I'm trying to use spark streaming with availableNow
trigger to ingest data from an Azure Event Hub into a Delta Lake table in Databricks.
My code:
conn_str = "my conn string"
ehConf = {
"eventhubs.connectionString":
spark.sparkContext._jvm.org.apache.spark.eventhubs.EventHubsUtils.encrypt(conn_str),
"eventhubs.consumerGroup":
"my-consumer-grp",
}
read_stream = spark.readStream \
.format("eventhubs") \
.options(**ehConf) \
.load()
stream = read_stream.writeStream \
.format("delta") \
.option("checkpointLocation", checkpoint_location) \
.trigger(availableNow=True) \
.toTable(full_table_name, mode="append")
According to the documentation https://spark.apache.org/docs/latest/structured-streaming-programming-guide.html#triggers
The availableNow
trigger should process all data currently available, in a micro-batch style.

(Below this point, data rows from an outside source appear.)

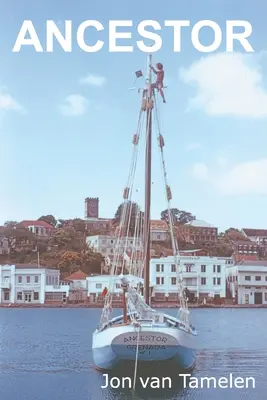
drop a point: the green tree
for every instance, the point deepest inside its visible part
(131, 215)
(61, 238)
(70, 261)
(50, 219)
(10, 224)
(234, 234)
(178, 216)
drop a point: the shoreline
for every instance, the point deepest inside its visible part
(156, 306)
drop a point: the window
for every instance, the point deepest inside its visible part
(19, 296)
(203, 268)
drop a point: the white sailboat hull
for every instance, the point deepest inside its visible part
(118, 344)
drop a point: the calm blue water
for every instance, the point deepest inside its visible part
(45, 354)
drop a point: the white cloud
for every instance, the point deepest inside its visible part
(200, 171)
(93, 80)
(192, 146)
(8, 103)
(74, 105)
(244, 178)
(228, 84)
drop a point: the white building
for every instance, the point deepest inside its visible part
(256, 235)
(106, 244)
(204, 276)
(28, 284)
(159, 231)
(247, 282)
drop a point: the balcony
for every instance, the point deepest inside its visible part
(5, 284)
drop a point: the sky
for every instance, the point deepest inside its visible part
(67, 119)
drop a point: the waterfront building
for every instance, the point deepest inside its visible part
(203, 276)
(77, 287)
(247, 281)
(39, 228)
(30, 284)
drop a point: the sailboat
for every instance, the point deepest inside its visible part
(143, 335)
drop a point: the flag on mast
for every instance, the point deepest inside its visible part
(138, 74)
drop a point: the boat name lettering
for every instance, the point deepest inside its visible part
(143, 347)
(147, 338)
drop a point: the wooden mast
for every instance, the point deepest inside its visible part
(148, 183)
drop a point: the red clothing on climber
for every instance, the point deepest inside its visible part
(160, 77)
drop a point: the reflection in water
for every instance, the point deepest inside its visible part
(46, 354)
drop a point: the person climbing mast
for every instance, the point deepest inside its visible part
(160, 77)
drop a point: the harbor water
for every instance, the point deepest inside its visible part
(46, 354)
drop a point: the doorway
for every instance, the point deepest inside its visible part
(257, 298)
(28, 297)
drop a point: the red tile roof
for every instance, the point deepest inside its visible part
(158, 224)
(41, 224)
(245, 257)
(255, 232)
(77, 276)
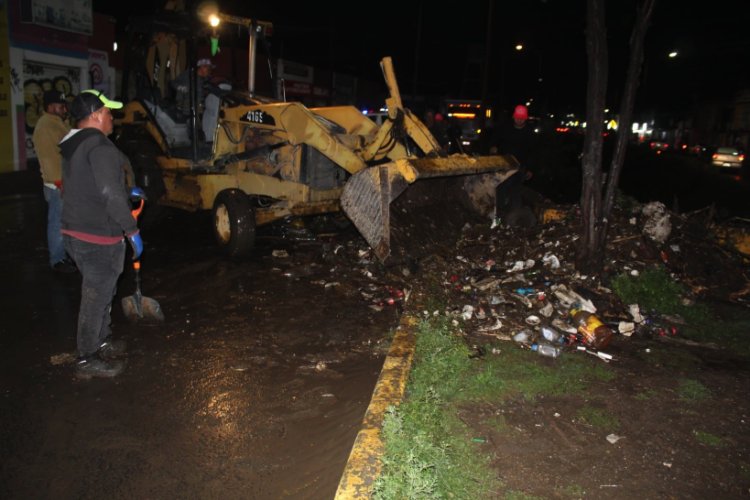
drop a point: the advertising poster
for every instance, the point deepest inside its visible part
(6, 116)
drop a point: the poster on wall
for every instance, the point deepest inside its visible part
(38, 78)
(67, 15)
(6, 80)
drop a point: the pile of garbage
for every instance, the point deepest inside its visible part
(520, 284)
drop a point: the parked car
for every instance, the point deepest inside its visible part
(658, 146)
(728, 158)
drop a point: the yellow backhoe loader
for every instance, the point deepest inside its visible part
(269, 160)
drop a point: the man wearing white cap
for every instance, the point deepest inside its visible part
(181, 84)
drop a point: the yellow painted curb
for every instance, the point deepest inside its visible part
(363, 465)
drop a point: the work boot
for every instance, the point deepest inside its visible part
(112, 348)
(93, 366)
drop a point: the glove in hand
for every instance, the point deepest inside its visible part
(137, 243)
(137, 194)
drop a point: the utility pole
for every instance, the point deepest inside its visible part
(416, 52)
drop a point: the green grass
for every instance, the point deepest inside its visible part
(655, 291)
(646, 395)
(709, 439)
(429, 451)
(692, 390)
(598, 418)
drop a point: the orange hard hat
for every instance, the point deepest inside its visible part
(521, 112)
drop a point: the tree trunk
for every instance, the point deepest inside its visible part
(590, 257)
(637, 38)
(596, 203)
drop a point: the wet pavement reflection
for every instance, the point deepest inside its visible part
(253, 387)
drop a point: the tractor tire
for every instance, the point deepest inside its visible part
(234, 222)
(522, 217)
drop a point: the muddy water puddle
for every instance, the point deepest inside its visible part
(253, 387)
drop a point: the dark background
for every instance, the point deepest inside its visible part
(439, 50)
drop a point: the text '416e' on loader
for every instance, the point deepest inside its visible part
(269, 160)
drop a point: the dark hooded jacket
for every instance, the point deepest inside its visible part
(96, 205)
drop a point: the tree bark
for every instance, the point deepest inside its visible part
(637, 38)
(597, 202)
(590, 258)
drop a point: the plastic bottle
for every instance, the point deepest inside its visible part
(546, 350)
(595, 333)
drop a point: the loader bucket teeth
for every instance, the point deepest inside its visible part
(367, 196)
(366, 200)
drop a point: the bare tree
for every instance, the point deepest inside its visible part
(597, 199)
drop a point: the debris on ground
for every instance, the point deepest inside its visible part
(520, 283)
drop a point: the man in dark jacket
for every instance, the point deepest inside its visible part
(517, 139)
(96, 219)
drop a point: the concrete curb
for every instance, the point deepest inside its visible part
(363, 465)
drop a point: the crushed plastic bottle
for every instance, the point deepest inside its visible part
(595, 333)
(552, 336)
(546, 350)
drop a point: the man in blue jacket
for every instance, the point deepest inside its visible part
(96, 220)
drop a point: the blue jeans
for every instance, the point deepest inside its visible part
(100, 266)
(54, 225)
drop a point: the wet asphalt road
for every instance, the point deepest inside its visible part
(254, 387)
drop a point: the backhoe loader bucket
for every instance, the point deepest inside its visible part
(368, 195)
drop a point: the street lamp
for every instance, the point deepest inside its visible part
(210, 13)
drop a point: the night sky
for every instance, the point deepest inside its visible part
(446, 46)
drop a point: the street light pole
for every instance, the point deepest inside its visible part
(253, 28)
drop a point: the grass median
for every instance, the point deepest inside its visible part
(430, 452)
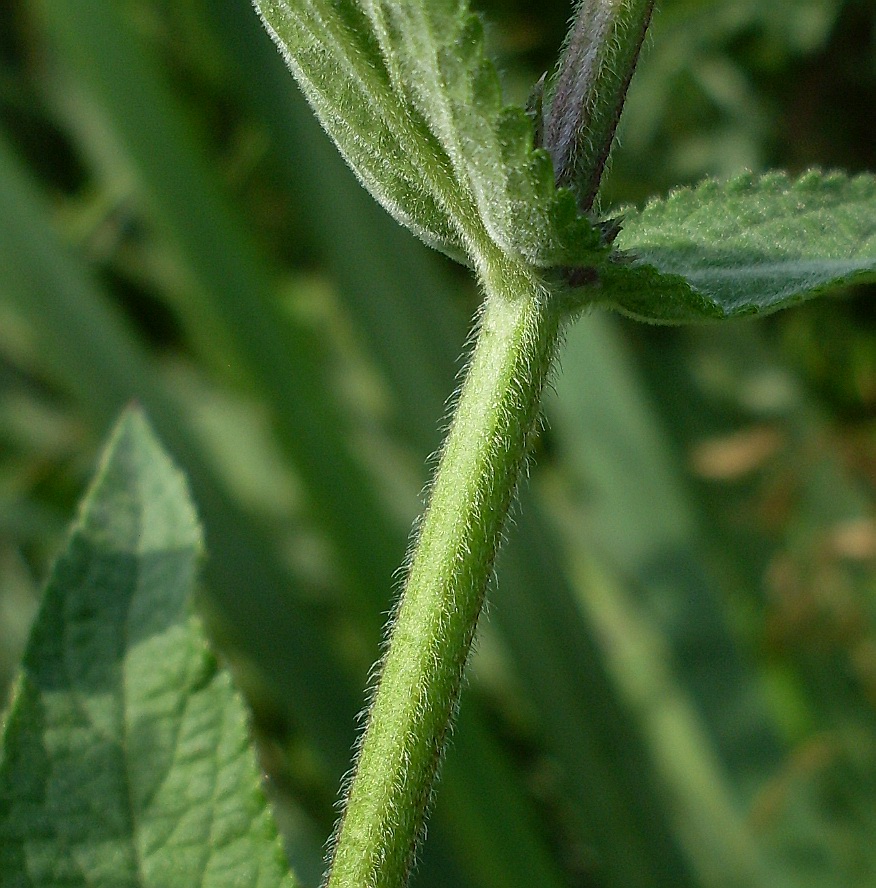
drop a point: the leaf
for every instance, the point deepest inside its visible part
(407, 93)
(125, 758)
(750, 246)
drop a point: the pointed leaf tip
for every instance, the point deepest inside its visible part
(125, 757)
(749, 246)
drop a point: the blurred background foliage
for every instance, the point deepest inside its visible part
(676, 682)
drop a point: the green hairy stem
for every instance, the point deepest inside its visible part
(436, 618)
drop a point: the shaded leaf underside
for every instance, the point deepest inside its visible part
(126, 759)
(407, 93)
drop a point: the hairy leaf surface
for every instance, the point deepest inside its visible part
(749, 246)
(406, 91)
(125, 758)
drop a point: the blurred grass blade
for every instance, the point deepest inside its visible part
(126, 756)
(83, 348)
(411, 100)
(287, 362)
(121, 109)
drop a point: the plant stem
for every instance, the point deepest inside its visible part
(598, 61)
(435, 620)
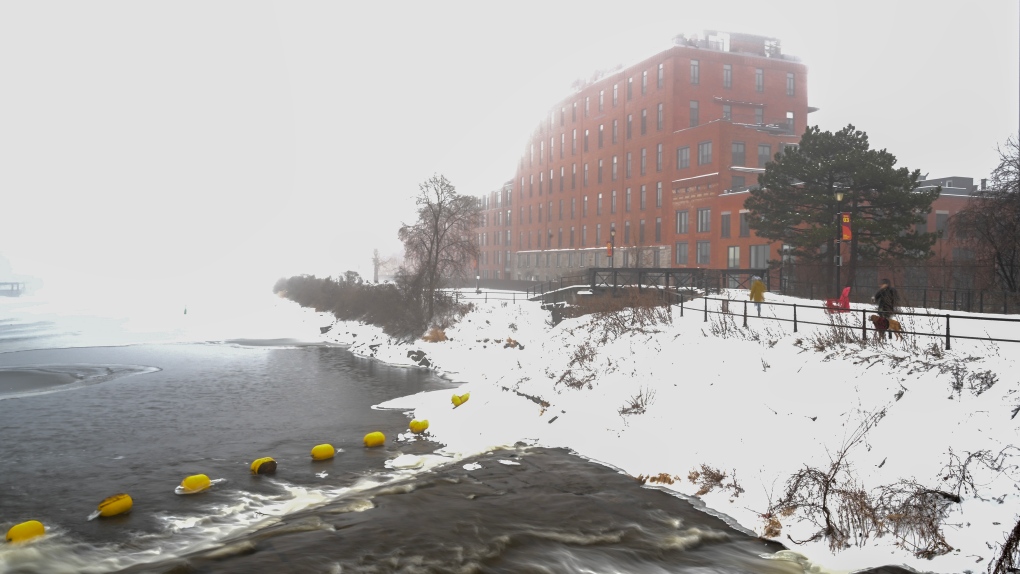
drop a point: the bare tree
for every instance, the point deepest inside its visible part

However, This is not happening, instead, it processes only 1000 rows. The output of the stream tells the story:
{
"sources" : [ {
"description" : "org.apache.spark.sql.eventhubs.EventHubsSource@2c5bba32",
"startOffset" : {
"my-hub-name" : {
"0" : 114198857
}
},
"endOffset" : {
"my-hub-name" : {
"0" : 119649573
}
},
"latestOffset" : {
"my-hub-name" : {
"0" : 119650573
}
},
"numInputRows" : 1000,
"inputRowsPerSecond" : 0.0,
"processedRowsPerSecond" : 36.1755236407047
} ]
}
We can clearly see the offset changes by way more than the 1000 processed.

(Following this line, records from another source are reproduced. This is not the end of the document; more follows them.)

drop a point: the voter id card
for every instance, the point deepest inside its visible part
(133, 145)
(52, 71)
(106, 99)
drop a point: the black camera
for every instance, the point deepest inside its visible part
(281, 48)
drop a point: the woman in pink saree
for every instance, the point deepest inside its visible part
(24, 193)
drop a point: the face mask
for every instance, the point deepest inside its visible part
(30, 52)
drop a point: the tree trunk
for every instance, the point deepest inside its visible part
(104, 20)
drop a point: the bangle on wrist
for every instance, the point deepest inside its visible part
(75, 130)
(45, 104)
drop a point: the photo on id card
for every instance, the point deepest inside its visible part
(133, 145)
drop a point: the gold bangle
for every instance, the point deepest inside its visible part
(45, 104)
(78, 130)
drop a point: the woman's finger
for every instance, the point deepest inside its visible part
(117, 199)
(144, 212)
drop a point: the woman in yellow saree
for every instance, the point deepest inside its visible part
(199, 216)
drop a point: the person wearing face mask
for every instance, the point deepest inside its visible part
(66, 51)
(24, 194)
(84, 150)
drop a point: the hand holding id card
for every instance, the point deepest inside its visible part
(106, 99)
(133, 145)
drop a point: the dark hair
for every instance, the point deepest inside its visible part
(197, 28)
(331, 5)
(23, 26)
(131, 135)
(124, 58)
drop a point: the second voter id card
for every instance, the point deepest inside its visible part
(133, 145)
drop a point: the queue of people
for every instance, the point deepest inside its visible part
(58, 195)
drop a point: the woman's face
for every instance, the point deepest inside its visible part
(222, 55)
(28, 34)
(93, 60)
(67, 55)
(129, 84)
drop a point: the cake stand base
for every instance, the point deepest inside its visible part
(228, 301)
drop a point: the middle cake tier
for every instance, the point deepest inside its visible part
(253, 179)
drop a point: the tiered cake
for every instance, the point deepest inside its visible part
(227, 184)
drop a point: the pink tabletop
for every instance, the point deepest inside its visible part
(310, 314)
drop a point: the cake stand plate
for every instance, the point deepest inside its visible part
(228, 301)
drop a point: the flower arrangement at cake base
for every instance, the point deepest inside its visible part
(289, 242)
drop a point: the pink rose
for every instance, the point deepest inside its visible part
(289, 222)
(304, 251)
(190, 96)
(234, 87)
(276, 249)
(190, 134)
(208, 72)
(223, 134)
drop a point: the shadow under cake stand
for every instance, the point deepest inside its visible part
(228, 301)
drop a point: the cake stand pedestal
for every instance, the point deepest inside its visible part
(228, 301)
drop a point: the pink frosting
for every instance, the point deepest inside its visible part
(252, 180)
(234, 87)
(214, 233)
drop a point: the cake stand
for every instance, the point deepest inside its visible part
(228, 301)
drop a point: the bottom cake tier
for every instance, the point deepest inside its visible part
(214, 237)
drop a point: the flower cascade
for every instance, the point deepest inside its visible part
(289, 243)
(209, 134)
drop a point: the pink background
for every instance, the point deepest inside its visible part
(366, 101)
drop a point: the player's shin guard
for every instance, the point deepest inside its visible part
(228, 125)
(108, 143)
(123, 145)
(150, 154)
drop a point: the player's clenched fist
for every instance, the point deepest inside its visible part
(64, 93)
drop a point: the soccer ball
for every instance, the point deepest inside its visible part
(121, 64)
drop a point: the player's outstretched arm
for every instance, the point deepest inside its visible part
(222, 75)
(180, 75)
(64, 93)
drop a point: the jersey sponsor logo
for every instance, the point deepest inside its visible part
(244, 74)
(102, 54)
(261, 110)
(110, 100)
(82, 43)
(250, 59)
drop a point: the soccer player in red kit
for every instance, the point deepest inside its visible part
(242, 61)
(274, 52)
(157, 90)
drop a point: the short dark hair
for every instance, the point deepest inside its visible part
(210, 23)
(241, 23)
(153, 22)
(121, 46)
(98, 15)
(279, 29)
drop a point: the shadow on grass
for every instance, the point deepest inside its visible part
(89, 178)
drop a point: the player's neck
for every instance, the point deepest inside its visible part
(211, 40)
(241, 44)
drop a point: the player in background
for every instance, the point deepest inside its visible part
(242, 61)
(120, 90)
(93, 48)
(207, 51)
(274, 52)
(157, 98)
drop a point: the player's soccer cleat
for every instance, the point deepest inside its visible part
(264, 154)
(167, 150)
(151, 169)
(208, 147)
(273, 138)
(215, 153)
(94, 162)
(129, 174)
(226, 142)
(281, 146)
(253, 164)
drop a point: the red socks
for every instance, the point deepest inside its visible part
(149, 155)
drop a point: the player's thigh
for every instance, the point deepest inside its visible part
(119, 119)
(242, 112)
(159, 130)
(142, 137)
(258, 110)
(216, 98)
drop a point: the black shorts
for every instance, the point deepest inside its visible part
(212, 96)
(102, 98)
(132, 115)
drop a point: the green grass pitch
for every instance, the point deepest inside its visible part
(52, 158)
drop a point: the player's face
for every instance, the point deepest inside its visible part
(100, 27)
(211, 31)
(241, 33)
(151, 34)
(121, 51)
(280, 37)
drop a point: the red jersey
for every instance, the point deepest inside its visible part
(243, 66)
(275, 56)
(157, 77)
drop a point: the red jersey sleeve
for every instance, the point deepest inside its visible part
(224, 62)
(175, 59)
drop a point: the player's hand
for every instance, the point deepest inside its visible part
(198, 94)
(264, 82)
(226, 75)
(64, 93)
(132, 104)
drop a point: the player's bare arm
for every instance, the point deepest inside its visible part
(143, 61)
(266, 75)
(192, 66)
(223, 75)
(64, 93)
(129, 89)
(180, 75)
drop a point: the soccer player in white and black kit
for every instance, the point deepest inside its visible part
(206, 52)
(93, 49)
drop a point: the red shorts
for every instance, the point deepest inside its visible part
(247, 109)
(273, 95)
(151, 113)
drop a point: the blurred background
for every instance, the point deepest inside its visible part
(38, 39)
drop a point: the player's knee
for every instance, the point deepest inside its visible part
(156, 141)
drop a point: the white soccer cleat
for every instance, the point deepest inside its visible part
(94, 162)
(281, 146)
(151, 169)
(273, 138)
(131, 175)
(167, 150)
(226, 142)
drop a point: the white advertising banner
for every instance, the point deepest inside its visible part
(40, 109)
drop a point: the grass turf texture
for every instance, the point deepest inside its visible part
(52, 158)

I have verified the content of the target table, it contains the last 1000 offsets. \
According to the Event Hub configuration for Pyspark https://github.com/Azure/azure-event-hubs-spark/blob/master/docs/PySpark/structured-streaming-pyspark.md#event-hubs-configuration
The maxEventsPerTrigger
is set to 1000*partitionCount
by default, this should only affect how many events are processed per batch though, and not the total amount of records processed by availableNow
trigger.
Running the same query with the trigger being once=True
will instead ingest all of the events (assuming batch size is set large enough).
Is seems like the availableNow
trigger is not working as intended for Azure Event Hub.

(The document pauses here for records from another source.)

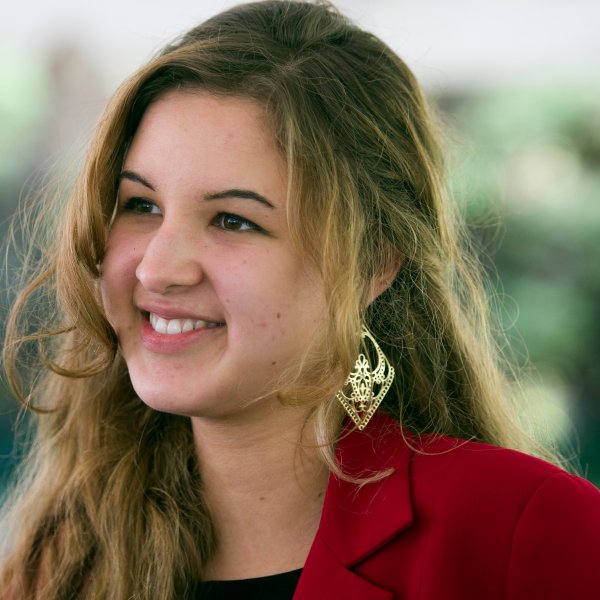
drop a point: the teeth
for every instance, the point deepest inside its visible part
(174, 326)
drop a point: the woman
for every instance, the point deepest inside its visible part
(263, 203)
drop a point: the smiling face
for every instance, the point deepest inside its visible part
(209, 299)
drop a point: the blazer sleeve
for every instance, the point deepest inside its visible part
(556, 545)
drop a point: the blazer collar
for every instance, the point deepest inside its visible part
(358, 519)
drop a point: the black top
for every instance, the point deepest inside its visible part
(272, 587)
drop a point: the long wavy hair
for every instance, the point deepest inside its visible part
(109, 502)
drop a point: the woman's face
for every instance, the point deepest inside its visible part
(208, 297)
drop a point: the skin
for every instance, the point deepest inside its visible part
(184, 246)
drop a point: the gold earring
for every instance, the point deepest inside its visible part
(363, 401)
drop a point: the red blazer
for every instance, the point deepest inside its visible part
(464, 521)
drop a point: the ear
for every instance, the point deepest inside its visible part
(384, 279)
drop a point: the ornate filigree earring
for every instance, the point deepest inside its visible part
(364, 398)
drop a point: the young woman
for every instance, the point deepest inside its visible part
(264, 367)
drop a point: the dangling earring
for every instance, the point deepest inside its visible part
(363, 400)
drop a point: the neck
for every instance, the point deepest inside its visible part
(256, 473)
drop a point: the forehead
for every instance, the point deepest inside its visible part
(208, 138)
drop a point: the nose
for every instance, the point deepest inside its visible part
(171, 259)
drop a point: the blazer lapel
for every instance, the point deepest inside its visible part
(358, 519)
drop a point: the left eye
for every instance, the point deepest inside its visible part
(230, 222)
(141, 205)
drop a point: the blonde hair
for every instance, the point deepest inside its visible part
(110, 500)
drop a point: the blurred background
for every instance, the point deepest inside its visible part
(519, 85)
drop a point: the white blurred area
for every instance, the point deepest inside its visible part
(457, 41)
(60, 60)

The 'avaiableNow' trigger seems to not be implemented yet in 'azure-event-hub-spark' package.
But there is a workaround possible using Kafka connector to Azure Event Hub - https://github.com/Azure/azure-event-hubs-for-kafka/tree/master/tutorials/spark
So essentially the previous code becomes
bootstrap_servers = "my-evh-namespace.servicebus.windows.net:9093"
eventhub_endpoint = "my-evh-namespace-endpoint"
# The 'kafkashaded' part here is because it's running in Databricks.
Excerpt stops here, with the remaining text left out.